I think we all wanted to love Detroit as much as Colin did. One thing I’m looking forward to when I go back for his funeral on Wednesday is seeing with my own eyes how much Detroit loved him back. A few tributes that have popped up among Detroit bloggers – and this one from the Detroit Free Press – give a little idea.
The Detroit News has a couple of articles as well:
News: http://www.detnews.com/apps/pbcs.dll/article?AID=2008808220440
Obit: http://www.detnews.com/apps/pbcs.dll/article?AID=2008808230328
— Matt · Aug 25, 07:00 PM · #
He sounds like a gifted, wonderful person who will be greatly missed.
— Joules · Aug 25, 08:15 PM · #
Went to Colin’s visitation tonight.
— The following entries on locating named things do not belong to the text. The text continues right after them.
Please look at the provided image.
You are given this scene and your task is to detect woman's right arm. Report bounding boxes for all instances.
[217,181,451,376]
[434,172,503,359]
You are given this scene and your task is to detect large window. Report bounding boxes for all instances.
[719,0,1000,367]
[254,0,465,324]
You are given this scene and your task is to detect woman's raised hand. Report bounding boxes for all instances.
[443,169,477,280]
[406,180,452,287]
It was packed. The governor and her husband stayed for an hour. His wife and children were remarkably poised and peaceful and warm, and his mother and brothers were the same.
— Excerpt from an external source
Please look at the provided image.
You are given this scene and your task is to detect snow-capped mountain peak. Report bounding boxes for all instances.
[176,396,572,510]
A gentleman was there whom the family didn’t even know who insisted that Colin got him started in business. He now has 96 employees but before he started someone told him the guy to talk to about doing business in Detroit was Colin. So that’s what he did…
We all swapped stories of the Colin we knew and loved; of his humor and his dreams, but also of his incredible physical strength and stamina. I remember him biking the 50 or so miles out to Chelsea to visit but until this evening I never thought about the 50 miles he biked back to Motown those evenings. His brother remembered one summer when Colin was working with inner city kids out at Camp Brighton, located way northwest of the city. One sweltering day that year Colin showed up at home all tired and sweat-caked. When asked where he’d run from, Colin non-chalantly said “Camp Brighton.” His brother didn’t think much of it at the time but recently Google-Mapped the likely route. It was 35 miles.
He was an incredible man. He was so active and so positive and so strong and so alive that he had us thinking that he’d just keep fighting until he won. But he wasn’t combative by nature, he was a fighter only because fighting is part of living. And living is what Colin did best.
He will be sorely missed but he will be fondly remembered: as a great family man, a visionary, a doer of important things. As a lover of mankind and a lover of life. R.I.P.
— mud · Aug 26, 03:40 AM · #
One of my personal heroes, Sreeni, works for the mayor of Detroit. I left the city when I was 18 and came to New York, never to return. Sreeni stayed and has tried to make a differnece in the city, tried to get it back to respectability.
Thank Budda for people like Colin and Sreeni for trying to make a differnce.